Now, let’s try writing the Triton kernel.
@triton.jit
def softmax_kernel(output_ptr, input_ptr, input_row_stride, output_row_stride, n_cols, BLOCK_SIZE: tl.constexpr):
row_idx = tl.program_id(0)
row_start_ptr = input_ptr + row_idx * input_row_stride
col_offsets = tl.arange(0, BLOCK_SIZE)
input_ptrs = row_start_ptr + col_offsets
row = tl.load(input_ptrs, mask=col_offsets < n_cols, other=-float('inf'))
row_minus_max = row - tl.max(row, axis=0)
numerator = tl.exp(row_minus_max)
denominator = tl.sum(numerator, axis=0)
softmax_output = numerator / denominator
# Write back output to DRAM
output_row_start_ptr = output_ptr + row_idx * output_row_stride
output_ptrs = output_row_start_ptr + col_offsets
tl.store(output_ptrs, softmax_output, mask=col_offsets < n_cols)
We use @triton.jit
to instruct the Triton compiler to JIT compile this function into a GPU kernel.
Then, row_idx = tl.program_id(0)
retrieves the unique ID for the kernel and calculates the starting pointer for the row in the input matrix corresponding to this kernel instance.
col_offsets = tl.arange(0, BLOCK_SIZE)
creates a sequence from 0 to BLOCK_SIZE
, representing offsets within the row.
input_ptrs = row_start_ptr + col_offsets
and row = tl.load(input_ptrs, mask=col_offsets < n_cols, other=-float("inf"))
use the previously generated offsets to create a pointer array to load elements from the row, applying a mask to prevent out-of-bound memory accesses.
The following lines numerator
and denominator
proceed with the typical softmax calculation.
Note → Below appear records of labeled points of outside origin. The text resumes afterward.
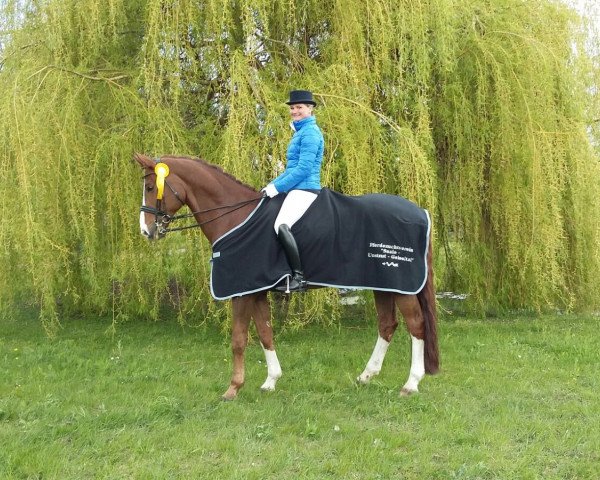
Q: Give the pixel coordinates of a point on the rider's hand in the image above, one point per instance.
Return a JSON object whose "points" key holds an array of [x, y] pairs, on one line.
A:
{"points": [[270, 190]]}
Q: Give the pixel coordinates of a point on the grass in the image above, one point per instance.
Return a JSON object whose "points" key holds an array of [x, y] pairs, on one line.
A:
{"points": [[517, 399]]}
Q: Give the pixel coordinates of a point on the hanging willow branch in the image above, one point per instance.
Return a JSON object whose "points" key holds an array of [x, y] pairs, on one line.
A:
{"points": [[474, 109]]}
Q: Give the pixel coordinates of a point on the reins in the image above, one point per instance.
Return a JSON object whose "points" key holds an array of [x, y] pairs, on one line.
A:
{"points": [[166, 219], [234, 207]]}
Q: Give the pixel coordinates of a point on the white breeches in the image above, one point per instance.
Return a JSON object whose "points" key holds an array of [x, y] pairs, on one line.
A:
{"points": [[294, 206]]}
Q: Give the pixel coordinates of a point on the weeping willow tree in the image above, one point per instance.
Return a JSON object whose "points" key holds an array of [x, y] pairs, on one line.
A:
{"points": [[477, 110]]}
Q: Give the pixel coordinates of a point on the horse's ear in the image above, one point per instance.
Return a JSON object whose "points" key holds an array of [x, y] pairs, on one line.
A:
{"points": [[143, 160]]}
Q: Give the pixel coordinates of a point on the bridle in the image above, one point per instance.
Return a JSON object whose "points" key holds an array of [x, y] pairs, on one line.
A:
{"points": [[162, 219]]}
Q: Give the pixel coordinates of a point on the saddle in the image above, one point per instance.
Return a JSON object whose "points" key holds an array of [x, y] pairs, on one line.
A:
{"points": [[375, 242]]}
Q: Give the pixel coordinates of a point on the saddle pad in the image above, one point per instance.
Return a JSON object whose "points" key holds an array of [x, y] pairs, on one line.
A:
{"points": [[376, 242]]}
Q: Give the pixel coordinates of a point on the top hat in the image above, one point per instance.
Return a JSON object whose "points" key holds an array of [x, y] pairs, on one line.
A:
{"points": [[301, 96]]}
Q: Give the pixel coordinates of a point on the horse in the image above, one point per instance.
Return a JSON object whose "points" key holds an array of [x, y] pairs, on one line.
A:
{"points": [[218, 203]]}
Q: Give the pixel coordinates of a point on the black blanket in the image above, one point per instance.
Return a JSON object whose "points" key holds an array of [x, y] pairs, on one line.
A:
{"points": [[376, 242]]}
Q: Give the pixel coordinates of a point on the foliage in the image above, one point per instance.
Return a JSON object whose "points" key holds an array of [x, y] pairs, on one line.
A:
{"points": [[479, 111], [516, 399]]}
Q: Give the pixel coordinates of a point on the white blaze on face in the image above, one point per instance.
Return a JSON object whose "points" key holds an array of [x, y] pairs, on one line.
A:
{"points": [[143, 227]]}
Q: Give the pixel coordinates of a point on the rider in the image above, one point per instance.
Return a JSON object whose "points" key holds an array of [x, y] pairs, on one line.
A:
{"points": [[301, 179]]}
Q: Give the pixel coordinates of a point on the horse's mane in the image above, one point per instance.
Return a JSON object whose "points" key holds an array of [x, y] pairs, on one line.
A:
{"points": [[217, 168]]}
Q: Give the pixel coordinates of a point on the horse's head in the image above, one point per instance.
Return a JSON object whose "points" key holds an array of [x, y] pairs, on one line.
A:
{"points": [[160, 200]]}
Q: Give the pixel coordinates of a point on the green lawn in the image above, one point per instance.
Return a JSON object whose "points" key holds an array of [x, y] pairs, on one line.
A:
{"points": [[517, 399]]}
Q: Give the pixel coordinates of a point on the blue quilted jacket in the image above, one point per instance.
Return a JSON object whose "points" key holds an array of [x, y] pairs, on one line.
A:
{"points": [[304, 157]]}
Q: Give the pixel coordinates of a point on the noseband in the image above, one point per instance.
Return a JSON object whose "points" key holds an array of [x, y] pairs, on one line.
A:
{"points": [[162, 219]]}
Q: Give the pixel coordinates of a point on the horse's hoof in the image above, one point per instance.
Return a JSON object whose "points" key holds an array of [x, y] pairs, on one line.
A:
{"points": [[405, 392], [229, 395]]}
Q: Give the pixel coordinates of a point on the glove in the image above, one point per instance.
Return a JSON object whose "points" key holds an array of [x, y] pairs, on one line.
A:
{"points": [[270, 190]]}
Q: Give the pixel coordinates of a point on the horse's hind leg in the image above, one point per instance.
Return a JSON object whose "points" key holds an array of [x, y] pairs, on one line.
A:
{"points": [[387, 323], [262, 320], [413, 316]]}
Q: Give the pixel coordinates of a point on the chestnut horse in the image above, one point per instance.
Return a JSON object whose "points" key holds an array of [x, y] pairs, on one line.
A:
{"points": [[219, 203]]}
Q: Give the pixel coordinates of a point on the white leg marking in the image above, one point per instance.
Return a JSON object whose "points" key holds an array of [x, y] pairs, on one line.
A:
{"points": [[273, 370], [417, 367], [374, 365]]}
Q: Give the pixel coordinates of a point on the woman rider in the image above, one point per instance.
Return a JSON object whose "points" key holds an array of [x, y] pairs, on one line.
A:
{"points": [[301, 179]]}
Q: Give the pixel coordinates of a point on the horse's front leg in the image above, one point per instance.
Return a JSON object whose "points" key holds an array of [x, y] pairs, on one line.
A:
{"points": [[387, 323], [241, 307], [262, 320]]}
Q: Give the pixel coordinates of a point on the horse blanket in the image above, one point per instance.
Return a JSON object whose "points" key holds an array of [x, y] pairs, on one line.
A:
{"points": [[375, 242]]}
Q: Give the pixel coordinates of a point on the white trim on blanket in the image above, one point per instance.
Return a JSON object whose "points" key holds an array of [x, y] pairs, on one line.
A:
{"points": [[319, 284]]}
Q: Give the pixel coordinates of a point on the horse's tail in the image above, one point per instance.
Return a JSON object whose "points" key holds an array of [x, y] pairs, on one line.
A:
{"points": [[426, 299]]}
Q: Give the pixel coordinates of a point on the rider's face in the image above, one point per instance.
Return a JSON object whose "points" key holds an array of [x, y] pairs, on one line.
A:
{"points": [[300, 111]]}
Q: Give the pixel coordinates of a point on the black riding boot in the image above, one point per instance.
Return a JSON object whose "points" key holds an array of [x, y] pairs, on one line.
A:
{"points": [[297, 283]]}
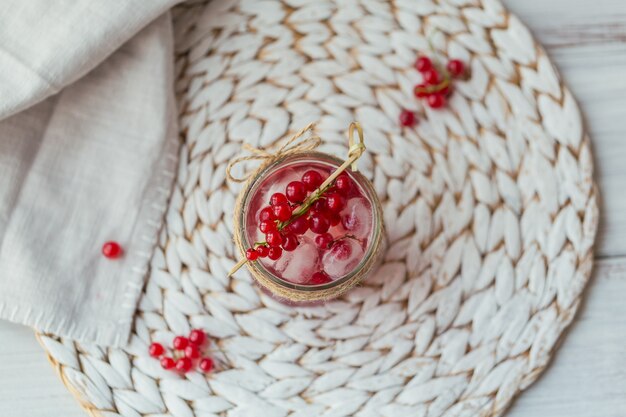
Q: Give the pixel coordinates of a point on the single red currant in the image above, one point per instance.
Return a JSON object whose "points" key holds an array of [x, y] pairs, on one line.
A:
{"points": [[156, 349], [423, 63], [197, 336], [407, 118], [111, 250], [343, 183], [167, 362], [180, 342], [267, 225], [183, 365], [312, 179], [274, 239], [420, 91], [262, 251], [205, 364], [436, 101], [324, 240], [282, 211], [319, 278], [278, 198], [251, 254], [335, 202], [319, 206], [319, 223], [290, 242], [266, 214], [455, 67], [192, 352], [299, 226], [431, 76], [274, 253], [296, 191]]}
Finally, tl.store()
writes the result back to the reserved output_ptrs
.
We can now compare the performance on Triton’s benchmark for PyTorch (JIT), PyTorch softmax, and the Triton kernel:
@triton.testing.perf_report(
triton.testing.Benchmark(
x_names=["N"],
x_vals=[128*i for i in range(2, 100)],
line_arg="provider",
line_vals=[
"triton",
"torch-native",
"torch-jit",
],
line_names=[
"Triton",
"Torch (native)",
"Torch (jit)",
],
styles=[
("blue", "-"),
("green", "-"),
("green", "--"),
],
ylabel="GB/s",
plot_name="softmax-performance",
args={"M": 4096},
)
)
def benchmark(M, N, provider):
x = torch.randn(M, N, device="cuda", dtype=torch.float32)
quantiles = [0.5, 0.2, 0.8]
if provider == "torch-native":
ms, min_ms, max_ms = triton.testing.do_bench(lambda: torch.softmax(x, axis=-1), quantiles=quantiles)
if provider == "triton":
ms, min_ms, max_ms = triton.testing.do_bench(lambda: softmax(x), quantiles=quantiles)
if provider == "torch-jit":
ms, min_ms, max_ms = triton.testing.do_bench(lambda: naive_softmax(x), quantiles=quantiles)
gbps = lambda ms: 2 * x.nelement() * x.element_size() * 1e-9 / (ms * 1e-3)
return gbps(ms), gbps(min_ms), gbps(max_ms)
benchmark.run(show_plots=True, print_data=True)
Output:
softmax-performance: N Triton Torch (native) Torch (jit) 0 256.0 630.153853 682.666643 234.057137 1 384.0 682.666643 722.823517 229.682243 2 512.0 712.347810 712.347810 240.941172 3 640.0 758.518517 731.428561 238.139535 4 768.0 768.000002 744.727267 240.941181 .. ... ... ... ... 93 12160.0 833.903023 436.233193 282.822809 94 12288.0 833.084721 436.421757 283.038742 95 12416.0 834.689099 436.606592 282.382373 96 12544.0 834.528074 436.313034 282.681693 97 12672.0 832.924315 436.025816 282.778247 [98 rows x 4 columns]
As we can see, the Triton kernel indeed performs the fastest!
So far, I’ve gotten a rough understanding of the basics of writing Triton kernels, but I’m still a bit confused about how to integrate them into PyTorch training and inference scripts — how should I properly combine them with PyTorch?
Also, how do I determine the best BLOCK_SIZE
to use? Are there any other areas that can be optimized?
It feels like there are still many questions I haven’t fully grasped, so I’ll keep documenting these notes as I go along.